Elimden tutup beni mutgağa götürdü, büyük tatlı bi mutfaktı, ben gidip masaya oturdum oda uzun kollusunu çekip yumurtaları çıkardı, onları kırıp birkaç baharat ekledi ve çırpmaya başladı, sonra fazla düzgün kesilmiş ekmekleri yumurtaya tamamen bulayıp tavaya attı, koku güzeldi. Ekmekleri tavada pişirirken de bir yandan diğer kahvaltılıkları çıkarmaya başladı, higuchi san ın kafede rafa dizdiği reçellerden de vardı... Bu reçelleri çok seviyorum. Farklı bir lezzeti var! Ve çok canlı duruyorlar.

"akutagawa, gece uyudun değil mi?"

"evet. Peki sen dün gece yine kabus mu gördün?"

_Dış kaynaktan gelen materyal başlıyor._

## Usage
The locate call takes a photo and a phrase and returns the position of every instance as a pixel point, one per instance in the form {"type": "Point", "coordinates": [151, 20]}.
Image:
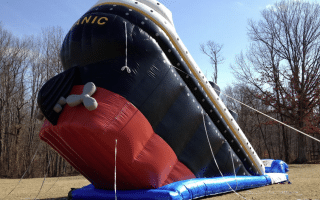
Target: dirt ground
{"type": "Point", "coordinates": [305, 181]}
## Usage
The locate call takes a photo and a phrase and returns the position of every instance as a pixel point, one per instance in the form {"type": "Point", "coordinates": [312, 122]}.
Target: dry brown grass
{"type": "Point", "coordinates": [305, 181]}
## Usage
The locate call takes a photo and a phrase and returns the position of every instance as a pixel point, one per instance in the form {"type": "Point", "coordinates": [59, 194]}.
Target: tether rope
{"type": "Point", "coordinates": [214, 158]}
{"type": "Point", "coordinates": [256, 110]}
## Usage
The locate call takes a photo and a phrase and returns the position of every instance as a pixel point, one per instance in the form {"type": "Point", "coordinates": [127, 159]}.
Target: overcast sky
{"type": "Point", "coordinates": [223, 21]}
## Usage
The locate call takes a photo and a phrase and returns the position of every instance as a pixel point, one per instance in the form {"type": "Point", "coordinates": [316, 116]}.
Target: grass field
{"type": "Point", "coordinates": [305, 181]}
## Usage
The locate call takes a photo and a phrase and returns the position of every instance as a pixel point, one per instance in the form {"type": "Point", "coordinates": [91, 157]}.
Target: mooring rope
{"type": "Point", "coordinates": [255, 109]}
{"type": "Point", "coordinates": [214, 158]}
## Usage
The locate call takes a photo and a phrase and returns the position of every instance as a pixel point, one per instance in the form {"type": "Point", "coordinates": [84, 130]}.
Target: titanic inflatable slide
{"type": "Point", "coordinates": [132, 98]}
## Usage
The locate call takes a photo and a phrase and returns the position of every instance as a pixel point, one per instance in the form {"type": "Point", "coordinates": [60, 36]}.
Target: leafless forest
{"type": "Point", "coordinates": [287, 89]}
{"type": "Point", "coordinates": [25, 65]}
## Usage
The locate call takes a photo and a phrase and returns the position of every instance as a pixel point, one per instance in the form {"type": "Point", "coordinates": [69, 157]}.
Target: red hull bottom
{"type": "Point", "coordinates": [86, 139]}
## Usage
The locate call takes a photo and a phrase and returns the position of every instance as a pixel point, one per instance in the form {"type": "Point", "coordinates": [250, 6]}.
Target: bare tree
{"type": "Point", "coordinates": [283, 64]}
{"type": "Point", "coordinates": [213, 50]}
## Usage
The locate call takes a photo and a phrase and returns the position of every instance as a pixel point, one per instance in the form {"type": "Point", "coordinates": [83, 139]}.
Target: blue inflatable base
{"type": "Point", "coordinates": [187, 189]}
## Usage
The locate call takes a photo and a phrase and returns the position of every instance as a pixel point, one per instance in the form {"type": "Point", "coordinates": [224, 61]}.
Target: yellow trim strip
{"type": "Point", "coordinates": [193, 72]}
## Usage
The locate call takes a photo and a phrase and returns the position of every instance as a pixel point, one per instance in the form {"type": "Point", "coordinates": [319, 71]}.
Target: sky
{"type": "Point", "coordinates": [196, 22]}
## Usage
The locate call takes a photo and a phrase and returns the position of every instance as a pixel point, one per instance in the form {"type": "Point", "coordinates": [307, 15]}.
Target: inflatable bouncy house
{"type": "Point", "coordinates": [132, 98]}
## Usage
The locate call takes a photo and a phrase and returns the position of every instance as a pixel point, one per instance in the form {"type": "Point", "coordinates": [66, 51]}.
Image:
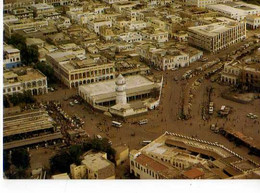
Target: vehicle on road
{"type": "Point", "coordinates": [143, 121]}
{"type": "Point", "coordinates": [116, 124]}
{"type": "Point", "coordinates": [144, 143]}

Sanırım yine uykumda konuştum.

"... Belki, nerden anladın?"

"yanına uzandığımda bunu bekliyormuş gibi anında bana sarıldın da ondan. Oi... O gördüklerin seni fazlasıyla etkiledi mi?"

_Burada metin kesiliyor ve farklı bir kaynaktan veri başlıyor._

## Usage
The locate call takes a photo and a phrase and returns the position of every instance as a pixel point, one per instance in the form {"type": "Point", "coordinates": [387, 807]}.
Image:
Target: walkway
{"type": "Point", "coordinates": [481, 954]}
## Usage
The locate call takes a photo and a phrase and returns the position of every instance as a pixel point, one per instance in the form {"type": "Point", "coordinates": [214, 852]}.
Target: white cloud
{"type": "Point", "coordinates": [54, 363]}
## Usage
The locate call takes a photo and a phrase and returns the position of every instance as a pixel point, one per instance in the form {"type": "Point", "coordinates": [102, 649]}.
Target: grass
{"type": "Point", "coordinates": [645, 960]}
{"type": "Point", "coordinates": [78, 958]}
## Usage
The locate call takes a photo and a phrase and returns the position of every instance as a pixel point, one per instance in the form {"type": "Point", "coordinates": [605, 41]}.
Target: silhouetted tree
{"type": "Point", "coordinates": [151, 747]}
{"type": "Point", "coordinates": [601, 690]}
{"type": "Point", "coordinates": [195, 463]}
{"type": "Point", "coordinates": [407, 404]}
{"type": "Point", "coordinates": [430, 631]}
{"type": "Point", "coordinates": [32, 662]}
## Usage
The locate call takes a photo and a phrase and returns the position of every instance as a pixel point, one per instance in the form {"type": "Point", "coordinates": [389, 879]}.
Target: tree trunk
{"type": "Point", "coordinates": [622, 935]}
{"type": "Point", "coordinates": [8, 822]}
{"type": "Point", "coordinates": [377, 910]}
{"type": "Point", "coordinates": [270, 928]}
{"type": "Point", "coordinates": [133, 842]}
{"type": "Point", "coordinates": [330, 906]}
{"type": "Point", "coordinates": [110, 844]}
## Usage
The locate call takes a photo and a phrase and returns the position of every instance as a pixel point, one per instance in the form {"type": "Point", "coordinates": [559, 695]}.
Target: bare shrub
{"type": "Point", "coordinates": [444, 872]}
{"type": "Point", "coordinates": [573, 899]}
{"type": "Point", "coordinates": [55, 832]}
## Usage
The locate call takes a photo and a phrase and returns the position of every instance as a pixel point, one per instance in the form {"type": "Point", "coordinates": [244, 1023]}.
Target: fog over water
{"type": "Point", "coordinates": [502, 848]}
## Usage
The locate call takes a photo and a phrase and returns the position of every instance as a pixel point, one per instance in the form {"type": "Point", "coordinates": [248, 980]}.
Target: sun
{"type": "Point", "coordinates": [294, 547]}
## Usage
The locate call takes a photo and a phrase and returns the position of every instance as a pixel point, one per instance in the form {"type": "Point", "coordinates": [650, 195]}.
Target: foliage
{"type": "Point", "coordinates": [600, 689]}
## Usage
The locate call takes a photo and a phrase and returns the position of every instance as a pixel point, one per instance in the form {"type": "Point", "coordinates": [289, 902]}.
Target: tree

"...benim için uzun süreli bir travma olacak, hatta asla unutamayacağım bundan eminim."

Yavaşça yanaşıp omuzlarımdan tuttu beni, sonra eli enseme uzandı, ensemdeki saçları yavaşça okşadı.

"bunu aşmanda sana yardım edicem tamam mı? Zaman gerek evet ama... Halledicez."

Saçlarımı dağıtıp geri tezgaha yöneldi yumurtalı ekmekler hazır olunca hepsini bir tabağa aldı, masayı tamamen kurduğunda bardaklara çayları da doldurdu. Karşılıklı oturduk.

"ellerine sağlık!"

"afiyet olsun atsushi."

Hızla yemeye başladım. Aklıma takılanla tekrar ona döndüm ama o an çalan kapı dikkatimi çekti.

"ben bakarım. Bekle"

Kalkıp kapıya gitti, kapı açılır açılmaz yaklaşan gölge ve sesle direkt ayaklandım.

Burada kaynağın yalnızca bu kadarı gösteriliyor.